Urban villages and old towns clustered with new migrants in some cities are often regarded as an obstacle in China’s urbanization drive. People are eager to clear these eyesores as soon as possible and replace them with charming landscapes.
One reason is poor public security. Large numbers of migrants and low income earners make it complicated to manage the urban villages. Have we ever strengthened the management at first, have we provided necessary public facilities and services, or have urban villages been treated as an administrative region of a metropolis?
The urbanization is essentially a flow of migrants and low income earners into the city.
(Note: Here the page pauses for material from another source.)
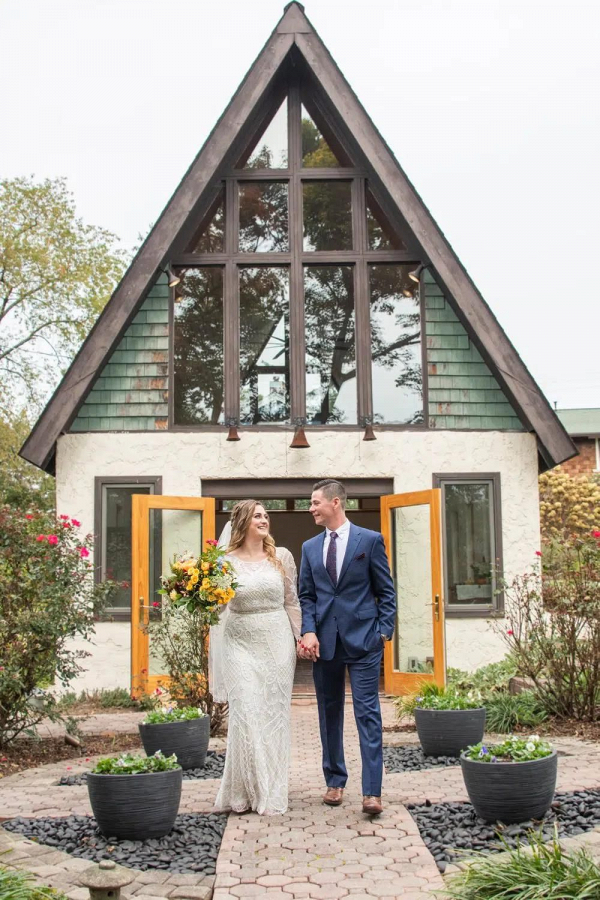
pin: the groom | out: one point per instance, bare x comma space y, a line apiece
348, 612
If public services are still mainly provided for the original urban residents, the problem of government absence will definitely arise in urban villages. Usually, managing urban villages is a tough job, but it is unforgivable to leave them aside. The hard task can actually be used as the best touchstone to assess the ability of government officials.
Another annoying thing about urban villages is their unsightliness. Let’s look at Europe’s old towns in big cities, which were once urban villages in some sense. After decades or even a hundred years of evolution, they have attracted a great number of tourists with their distinct style. We can preserve some of the urban villages, get them renewed, decorate them with artistic ideas and modern architectural methodology, and build special pedestrian streets, etc., thus they can be involved into the development of modern cities. In the early days, the conditions of slums in many cities in developed countries might be even worse than those of our urban villages nowadays. We now have the ability to reconstruct the urban villages and maintain low-cost, orderly, clean, and safe living conditions for low income earners, with technologies which are far more advanced than those in the past.
Issues about urban villages involve laws and regulations, and urban management, which must be dealt with by reform. For example, how to bring out a reform which keeps the original ownership unchanged once the homestead of a farmer is classified as land for urban development, and at the same time ensures the land is uniformly treated as urban property under the laws and regulations.
The most valuable thing of urban villages is that they provide cheap housing for low income earners in China. Once these people have a house to live in, they can settle down and look for jobs in the city. The low rent in urban villages not only ensures that there is sufficient and low-cost labor supply in the city, but also actually reduces the living cost and inflation rate in the city, which is good for the overall urban stability.
Despite the fact that most urban villages are destined to be plucked down with China's industrialization and urbanization drive pushing forward, China is still at the initial stage of the urbanization. We cannot expect to immediately catch up with the urban standards of developed countries. People with relatively low income, who have newly moved to the city, will become a main part of Chinese urban residents, and even a dominant part in some emerging cities and towns, in a considerably long period. The first step towards people-friendly urbanization is to provide these people with basic living and development conditions. It is not difficult to provide elegant and comfortable modern urban conditions for a small number of rich people. The real challenge for the government is to provide basic living and development conditions for the large number of low income earners, so that they can gradually settle down and make a living in the city.